Cette décision est considérée comme une étape importante dans la stratégie du gouvernement congolais visant à réduire l’utilisation des devises étrangères, en particulier du dollar américain, qui domine depuis de nombreuses années de nombreux secteurs de l’économie et de la vie quotidienne, notamment le marché locatif.
Depuis plusieurs décennies, l’économie congolaise est marquée par une forte dollarisation, de nombreuses transactions étant effectuées en dollars américains plutôt qu’en monnaie nationale.
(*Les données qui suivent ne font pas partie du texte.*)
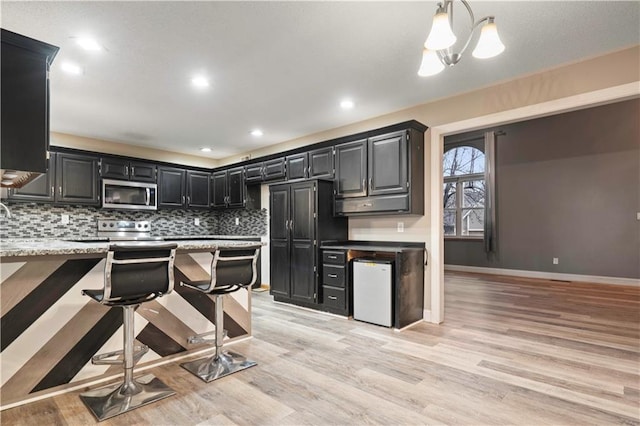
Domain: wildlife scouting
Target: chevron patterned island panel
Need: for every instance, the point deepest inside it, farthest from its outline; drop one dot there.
(50, 331)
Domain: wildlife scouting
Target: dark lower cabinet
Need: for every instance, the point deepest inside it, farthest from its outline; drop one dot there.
(77, 179)
(301, 218)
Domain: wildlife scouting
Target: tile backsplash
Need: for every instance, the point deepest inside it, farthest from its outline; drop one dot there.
(36, 220)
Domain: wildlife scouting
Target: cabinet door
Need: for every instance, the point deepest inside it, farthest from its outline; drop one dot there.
(351, 169)
(198, 189)
(253, 173)
(297, 166)
(24, 106)
(219, 187)
(171, 187)
(114, 168)
(142, 172)
(274, 169)
(279, 248)
(388, 164)
(303, 249)
(321, 163)
(235, 190)
(77, 179)
(41, 189)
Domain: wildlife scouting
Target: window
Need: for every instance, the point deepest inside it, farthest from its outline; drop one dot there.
(464, 192)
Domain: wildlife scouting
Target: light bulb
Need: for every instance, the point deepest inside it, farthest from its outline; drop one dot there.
(489, 43)
(441, 36)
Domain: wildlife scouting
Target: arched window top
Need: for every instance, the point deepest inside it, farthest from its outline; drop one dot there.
(463, 160)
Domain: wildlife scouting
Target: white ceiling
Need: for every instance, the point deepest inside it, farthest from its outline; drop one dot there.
(283, 66)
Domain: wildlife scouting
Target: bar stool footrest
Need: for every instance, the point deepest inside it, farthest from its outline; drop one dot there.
(101, 359)
(110, 401)
(212, 368)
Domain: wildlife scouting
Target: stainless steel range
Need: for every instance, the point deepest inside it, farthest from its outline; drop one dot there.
(126, 230)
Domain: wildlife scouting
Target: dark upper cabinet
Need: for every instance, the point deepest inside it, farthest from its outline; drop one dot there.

Cette situation a souvent exposé les citoyens, notamment les salariés et les entrepreneurs, aux conséquences de la dépréciation du franc congolais et aux fluctuations du taux de change.
Selon plusieurs analystes, le fait que les loyers soient majoritairement fixés et payés en dollars américains a contribué à accentuer la pression financière sur les ménages, dont les revenus sont généralement perçus en francs congolais. Les variations du marché des devises se répercutaient ainsi directement sur le coût du logement.
C’est dans ce contexte que l’Assemblée nationale a décidé de soutenir davantage l’utilisation du franc congolais afin de restaurer la confiance dans la monnaie nationale et de renforcer sa valeur au sein de l’économie intérieure.
Conformément aux dispositions de cette nouvelle loi, les contrats de location devront être établis et exécutés en franc congolais. Les bailleurs et les locataires devront désormais convenir du montant des loyers dans la monnaie nationale, en remplacement du dollar américain ou d’autres devises étrangères, une pratique jusqu’ici largement répandue dans plusieurs régions du pays, notamment dans les grandes villes telles que Kinshasa, Lubumbashi et Goma.
Le gouvernement estime que cette mesure permettra notamment de :
- Renforcer la confiance des citoyens dans le franc congolais ;
- Réduire l’utilisation des devises étrangères dans les transactions courantes ;
- Faciliter la mise en œuvre de la politique monétaire par la Banque Centrale du Congo ;
- Protéger les citoyens contre les effets des fluctuations du taux de change ;
- Consolider la souveraineté économique du pays.
Bien que cette loi ait été favorablement accueillie par les partisans du renforcement de la monnaie nationale, certaines inquiétudes subsistent quant à sa mise en œuvre.
Plusieurs propriétaires immobiliers expriment leurs préoccupations concernant la volatilité du franc congolais. Selon eux, une éventuelle dépréciation de la monnaie pourrait réduire la valeur réelle des revenus locatifs par rapport à ceux qu’ils percevaient lorsque les loyers étaient fixés en dollars.
Les experts en économie soulignent, pour leur part, que le succès de cette réforme dépendra largement de la capacité du gouvernement à maintenir la stabilité macroéconomique, à maîtriser l’inflation, à renforcer la gestion monétaire et à soutenir la croissance de la production nationale.
À ce stade, après son adoption par l’Assemblée nationale, le texte doit encore franchir les dernières étapes prévues par la procédure législative avant son entrée en vigueur officielle. Son application devrait avoir des répercussions importantes sur le secteur immobilier ainsi que sur le fonctionnement de l’économie intérieure.
Cette décision s’inscrit dans la vision du gouvernement du président Félix Tshisekedi, qui vise à renforcer le rôle du franc congolais dans l’économie nationale et à réduire progressivement la dépendance du pays à l’égard des devises étrangères dans les transactions quotidiennes.
Si elle est correctement mise en œuvre et accompagnée d’autres réformes économiques durables, cette mesure pourrait constituer une avancée significative dans les efforts de la RDC pour consolider sa souveraineté monétaire et renforcer son autonomie dans la gestion de son économie.